After World War 2: He taught at the Westminster Technical Institute, exhibited at the Royal Academy and in Toronto, and continued to design stage sets.
|Slade class, 1912. Allinson seated with dog. Spencer is on his left.|
An incident during Adrian Allinson’s student years at the Slade provides insight into his talent and character. He and Stanley Spencer were the top students of their year and were awarded the two annual scholarships. However the scholarship required the submission of specific types of work before the money could be dispensed. Allinson had no trouble fulfilling this requirement, but Spencer would not conform, thus putting his award in jeopardy. Allinson came to the rescue. He completed the required works in Spencer’s style and submitted them for his friend. When these were accepted by the school, Allinson felt he should inform his friend of what he had done. But Spencer, concerned about his own future reputation, asked Allinson to withdraw the counterfeit works. Thus Allinson’s gesture came to nought; nevertheless, it demonstrates not only Allinson’s ability as a painter but also his generous character.
|Cafe Royal, 1916. Allinson puts himself on the right.|
Allinson’s skills as a painter have always been acknowledged. Despite this, he is rarely mentioned in books on British 20th century art. He is not one of the 35 English artists covered in John Rothenstein’s influential three-volume Modern English Painters; he is not mentioned in Frances Spalding’s British Art since 1900. The fact that he is not included in the canon of British twentieth-century painting might be due to his inclination to stay close to realism.

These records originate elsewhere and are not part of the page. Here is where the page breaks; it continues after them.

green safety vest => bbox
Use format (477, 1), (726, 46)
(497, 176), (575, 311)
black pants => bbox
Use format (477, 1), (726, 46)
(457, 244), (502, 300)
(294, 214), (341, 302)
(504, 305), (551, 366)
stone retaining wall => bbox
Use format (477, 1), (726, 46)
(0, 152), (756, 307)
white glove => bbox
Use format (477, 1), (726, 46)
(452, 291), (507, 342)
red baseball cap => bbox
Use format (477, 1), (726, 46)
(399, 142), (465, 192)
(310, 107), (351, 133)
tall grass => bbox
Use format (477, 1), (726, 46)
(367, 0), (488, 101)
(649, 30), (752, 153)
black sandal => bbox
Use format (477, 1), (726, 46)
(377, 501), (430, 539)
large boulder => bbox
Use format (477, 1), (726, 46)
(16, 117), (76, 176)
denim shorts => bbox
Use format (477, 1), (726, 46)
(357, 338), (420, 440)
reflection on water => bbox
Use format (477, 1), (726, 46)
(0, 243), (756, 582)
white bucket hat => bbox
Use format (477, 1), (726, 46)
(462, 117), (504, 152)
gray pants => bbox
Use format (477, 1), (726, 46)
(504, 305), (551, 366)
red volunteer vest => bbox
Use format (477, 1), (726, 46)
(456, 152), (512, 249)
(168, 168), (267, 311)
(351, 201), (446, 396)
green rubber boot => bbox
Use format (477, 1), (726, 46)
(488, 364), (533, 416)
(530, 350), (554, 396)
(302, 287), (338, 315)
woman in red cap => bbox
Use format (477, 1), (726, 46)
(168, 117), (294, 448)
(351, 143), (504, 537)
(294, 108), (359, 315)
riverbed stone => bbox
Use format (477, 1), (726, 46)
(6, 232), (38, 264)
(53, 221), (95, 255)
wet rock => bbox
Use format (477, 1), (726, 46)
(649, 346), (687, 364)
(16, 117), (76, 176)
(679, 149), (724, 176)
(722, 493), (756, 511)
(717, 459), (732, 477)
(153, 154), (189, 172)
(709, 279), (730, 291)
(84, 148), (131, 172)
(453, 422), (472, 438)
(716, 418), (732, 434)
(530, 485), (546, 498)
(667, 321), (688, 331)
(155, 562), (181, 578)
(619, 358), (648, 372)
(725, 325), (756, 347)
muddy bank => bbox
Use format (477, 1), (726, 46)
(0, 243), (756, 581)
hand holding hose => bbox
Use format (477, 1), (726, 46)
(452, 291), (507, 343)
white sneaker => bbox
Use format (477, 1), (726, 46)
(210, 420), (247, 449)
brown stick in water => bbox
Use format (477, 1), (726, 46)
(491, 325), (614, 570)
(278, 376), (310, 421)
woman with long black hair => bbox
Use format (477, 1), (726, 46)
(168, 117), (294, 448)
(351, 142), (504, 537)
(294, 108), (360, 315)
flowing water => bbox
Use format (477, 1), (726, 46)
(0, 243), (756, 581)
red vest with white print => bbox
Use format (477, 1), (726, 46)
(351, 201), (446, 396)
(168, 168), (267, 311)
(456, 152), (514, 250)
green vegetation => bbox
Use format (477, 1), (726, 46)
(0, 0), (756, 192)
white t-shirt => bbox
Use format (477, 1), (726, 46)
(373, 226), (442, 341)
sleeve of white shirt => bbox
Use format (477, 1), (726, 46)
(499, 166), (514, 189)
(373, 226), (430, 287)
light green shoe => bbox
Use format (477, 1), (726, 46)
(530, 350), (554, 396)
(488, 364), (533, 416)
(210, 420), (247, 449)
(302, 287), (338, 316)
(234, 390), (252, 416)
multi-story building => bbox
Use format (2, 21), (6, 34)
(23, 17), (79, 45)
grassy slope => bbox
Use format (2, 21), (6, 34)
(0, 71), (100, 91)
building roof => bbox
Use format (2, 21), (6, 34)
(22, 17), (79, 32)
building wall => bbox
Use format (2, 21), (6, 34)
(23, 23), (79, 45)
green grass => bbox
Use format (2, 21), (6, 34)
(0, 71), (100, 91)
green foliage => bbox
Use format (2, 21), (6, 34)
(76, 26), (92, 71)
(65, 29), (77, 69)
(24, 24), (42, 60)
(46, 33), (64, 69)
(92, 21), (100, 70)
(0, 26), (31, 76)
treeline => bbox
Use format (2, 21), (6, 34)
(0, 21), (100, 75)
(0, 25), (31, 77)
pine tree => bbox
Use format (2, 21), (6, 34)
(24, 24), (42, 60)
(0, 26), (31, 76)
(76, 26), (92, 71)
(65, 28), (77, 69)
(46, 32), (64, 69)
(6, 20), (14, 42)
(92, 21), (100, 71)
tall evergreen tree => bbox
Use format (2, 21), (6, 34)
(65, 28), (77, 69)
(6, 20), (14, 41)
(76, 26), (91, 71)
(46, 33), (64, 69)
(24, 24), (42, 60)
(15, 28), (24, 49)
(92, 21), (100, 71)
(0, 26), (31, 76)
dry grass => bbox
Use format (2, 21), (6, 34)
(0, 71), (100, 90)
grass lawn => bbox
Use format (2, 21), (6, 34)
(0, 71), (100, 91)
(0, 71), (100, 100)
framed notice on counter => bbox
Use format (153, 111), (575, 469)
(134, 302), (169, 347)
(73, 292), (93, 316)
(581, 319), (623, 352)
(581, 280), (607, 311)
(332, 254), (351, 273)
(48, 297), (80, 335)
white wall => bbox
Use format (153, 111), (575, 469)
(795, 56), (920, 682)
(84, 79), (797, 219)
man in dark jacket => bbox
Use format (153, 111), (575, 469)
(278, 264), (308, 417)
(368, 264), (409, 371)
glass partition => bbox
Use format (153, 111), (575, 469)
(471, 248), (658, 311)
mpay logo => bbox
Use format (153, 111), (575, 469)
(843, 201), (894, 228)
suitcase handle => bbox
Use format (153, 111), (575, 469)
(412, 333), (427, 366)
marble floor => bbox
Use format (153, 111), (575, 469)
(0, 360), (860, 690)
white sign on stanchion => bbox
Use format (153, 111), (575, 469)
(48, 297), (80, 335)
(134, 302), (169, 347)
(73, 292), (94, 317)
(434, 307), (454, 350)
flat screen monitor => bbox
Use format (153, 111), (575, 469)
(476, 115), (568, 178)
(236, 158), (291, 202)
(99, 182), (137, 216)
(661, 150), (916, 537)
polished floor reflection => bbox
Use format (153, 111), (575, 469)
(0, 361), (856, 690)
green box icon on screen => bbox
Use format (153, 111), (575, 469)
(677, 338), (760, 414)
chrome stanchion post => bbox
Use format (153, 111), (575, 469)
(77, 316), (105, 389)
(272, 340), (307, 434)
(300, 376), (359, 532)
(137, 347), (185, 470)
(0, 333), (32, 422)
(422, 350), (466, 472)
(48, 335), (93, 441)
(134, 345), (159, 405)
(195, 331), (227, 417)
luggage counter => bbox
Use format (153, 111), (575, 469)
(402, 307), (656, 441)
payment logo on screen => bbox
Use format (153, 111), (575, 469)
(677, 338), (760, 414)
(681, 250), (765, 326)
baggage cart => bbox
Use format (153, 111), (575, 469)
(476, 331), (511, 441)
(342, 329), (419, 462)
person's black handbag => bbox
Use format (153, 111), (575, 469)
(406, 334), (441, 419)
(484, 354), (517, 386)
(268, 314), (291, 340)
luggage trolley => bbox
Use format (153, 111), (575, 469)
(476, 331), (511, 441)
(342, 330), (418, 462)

This might explain to some degree why he is ranked below some of his innovating contemporaries like Stanley Spencer, Eric Ravilious, Francis Bacon and John Piper.
The extensive Times obituary makes this point—perhaps too strongly--by mentioning Allinson’s “complete detachment from fashions in art.” The obituary goes on: “In sympathy he was with the ‘advanced’ people, but he kept his head, so that his work passed muster with the champions of orthodoxy.” (21 Feb. 1959) Allinson stayed close to realism at a time when the trend was moving away from it. Praise for his work sometimes came with an implied “but.” He had “artistic honesty” but painted “on the calculated rather than impulsive side.” (Times, 6 Nov. 1930) The same critic found him “holding his emotion in check in his anxiety to avoid rhetoric.” (Times, 6 Nov. 1930) Likewise, another critic asserted that “one may feel he is inclined to sacrifice sentiment to integrity.” (Journal of the Royal Society of Arts, 21 Nov. 1930) Perhaps the following are the two most helpful assessments. First, “He has his limitations in a certain coldness of outlook—not of colour—and a need for intricacy in his designs, but he is a very workmanlike artist.” (Times, 3 Jan. 1935) Second, “His great merit is his control of completely realised forms and positive colours.” (Times 3 June 1936)
Sadly, not much of of Allinson’s considerable oeuvre is easily accessible. In London, the Tate, the Royal Academy of Music and the Victoria and Albert all have Allinsons. His works can also be found in at least a dozen galleries across England, from Southampton to Sunderland and from Brighton to Manchester. Abroad, the Santa Barbara Museum of Art boasts three Allinsons. Of course, some of his paintings can be found on the Internet, but these low-detail depictions do not permit a proper appreciation of his skill. And there are posters by Allinson, done in a style that he developed successfully in the late 1930’s when working for London Transport. The London Transport Museum offers some Allinson posters and even a jigsaw puzzle of his depiction of Windsor Castle.
Several Allinson works can be found in an article on this site, Coppice Gate: “Adrian Allinson Paintings on Vancouver Island.” The best of these are “Nude Above Lake,” “Steps in Ibiza” and “Potted Plant with Snow Outdoors.” One of the highlights of the catalogue for the 1984 exhibition—alas in black and white--is “Brindha.” Then there is the celebrated “Café Royal” (1915-1916), which was purchased by Café Royal owner Charles Forte for 650 guineas. A later example is Allinson’s “Dig for Victory” (1942), which was recently featured in the Times Literary Supplement.